In last year's Storage magazine survey of storage managers, 69% said they plan to implement or evaluate deduplication...
this year. With the idea of deduplicating data becoming so popular, many wonder if it can go beyond backup to primary -- or online -- data.
But for now, data deduplication remains almost exclusively a backup technology. Nearly all products that use data deduplication are either backup applications or virtual tape libraries (VTL). However, late last year Data Domain Inc. added support for nearline storage -- reference data, online archival and remote disaster recovery -- and Network Appliance Inc.'s (NetApp) A-SIS software works on certain primary, or Tier 1, applications.
Nearly everyone agrees that data deduplication isn't ready for high-transactional data and perhaps never will be. But data deduplication can play a role in more than just backing up data as an alternative to tape.
Data Domain CEO Frank Slootman said that customers are using his company's devices for what he calls "general purpose" storage, but that you'll never see deduplication on transactional databases. "We're not running on Oracle yet, not quite," he said. "That's performance-optimized rather than capacity-optimized storage. They're using us for home directories; for example, employees are mapping their directories to our storage."
As for deduplication on those Oracle databases, don't count on it. "It's unlikely that you'll ever see us running on Oracle," Slootman said. "Deduplication is not interesting unless data has some shelf life. If data lives for a nanosecond, why deduplicate it? That kind of data is only a fraction of people's storage requirements. You're not going to dedupe for 1% of your data."
NetApp offers A-SIS data deduplication for what it calls "light-duty" applications as a feature of its Data OnTap operating system. By light-duty applications, NetApp refers to volumes that contain primary data, which are not performance-driven.
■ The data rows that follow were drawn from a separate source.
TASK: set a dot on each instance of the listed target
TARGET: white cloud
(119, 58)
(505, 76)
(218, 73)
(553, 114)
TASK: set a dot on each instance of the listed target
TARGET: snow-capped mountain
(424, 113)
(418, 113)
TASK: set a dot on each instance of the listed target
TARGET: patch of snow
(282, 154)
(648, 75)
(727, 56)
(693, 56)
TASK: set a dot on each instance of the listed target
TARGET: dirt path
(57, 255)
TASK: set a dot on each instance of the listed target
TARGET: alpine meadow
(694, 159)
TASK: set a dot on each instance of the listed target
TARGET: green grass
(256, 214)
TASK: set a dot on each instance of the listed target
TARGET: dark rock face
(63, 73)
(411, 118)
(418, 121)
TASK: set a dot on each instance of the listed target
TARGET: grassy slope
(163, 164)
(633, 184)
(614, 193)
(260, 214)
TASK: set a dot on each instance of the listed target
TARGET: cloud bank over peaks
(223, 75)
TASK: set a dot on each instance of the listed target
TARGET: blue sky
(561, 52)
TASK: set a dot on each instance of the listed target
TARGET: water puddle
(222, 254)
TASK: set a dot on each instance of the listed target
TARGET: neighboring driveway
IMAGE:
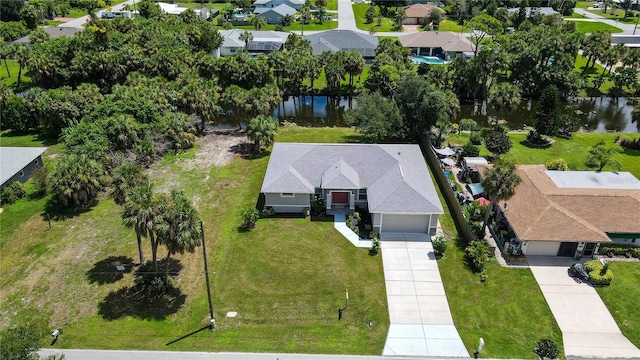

"We think deduplication is not just for backup data, but for primary storage," said Jay Kidd, NetApp's chief marketing officer. "Hundreds of customers have turned on dedupe in OnTap within FlexVol [volume-provisioning software]. We've seen it used across a wide range of applications. We're not encouraging people to do it with anything that's transactional or performance-intensive, but people are doing it with things like home directories, CAD files and virtual machine instances."
NetApp went against the tide with deduplication, starting with primary storage instead of its NearStore VTL product. Kidd said NetApp is in the final testing stage of deduplication for NearStore and will soon offer it as software-add.
"It's a different algorithm than in OnTap, and we're taking testing and validation of it very seriously," Kidd said. "With anything related to deduplication, quality has to be a notch higher than anything else. If you lose a piece of disk or a piece of the archive, you lose a lot of data."
Analysts say it's unlikely that data deduplication in its current form will ever be used in mainstream primary storage. They maintain that the type of compression Storewize Inc. uses in its STN appliances and Ocarina Networks claims to be working on is better suited for primary data than deduplication. These vendors use an optimized version of the Lempel-Ziv (LZ) compression between the server and storage arrays.
"Reducing the size of primary storage is going to be the next wave, but on the primary side you need different kinds of technology," said Arun Taneja, founder and consulting analyst at the Taneja Group. "It's not the same as the deduplication that's out there now. Conceptually, I don't know how you use existing dedupe technology for primary storage. Doing dedupe on secondary storage is nontrivial stuff."
Taneja said that advances in LZ compression can reduce data by ratios up to 5 to 1 or 6 to 1, a far cry from the 20 to 1 or so that so many deduplication vendors boast of, but a solid reduction nonetheless.
"The advantage of compressing primary data is it shrinks the most expensive storage down, and it flows through your secondary storage, as well," Taneja said. "Your advantage flows all the way through. It's something we have to pay attention to."
Analyst Greg Schulz of the StorageIO Group said deduplication is too demanding on processors to be the data reduction scheme of choice for primary data.
"NetApp is using it, but the benefits of deduplication don't offset the penalty for online active primary storage," he said. "Moving forward, sure, I could see it as becoming a feature. Eventually, we'll get to it, but we'll need faster processors and better algorithms to get to it. Now it plays to its strength -- nearline, offline data -- where you don't have to pay a penalty to see results. Today for online primary data, you use online compression. With compression, penalties aren't as severe, but you still get a benefit."
Data Domain's Slootman said, "We're a storage company, we're not just a data protection company," perhaps tipping his hand on where he will go next. He said the vendor will add encryption this year, along with bigger and smaller versions of its current product, while trying to broaden beyond backup.
"There are many shades of gray, that's where we still have huge amounts of work to do," Slootman said. "We're going to be gradually adding capabilities to get more transactional-oriented storage, just falling short of [EMC Symmetrix] DMX-class technology."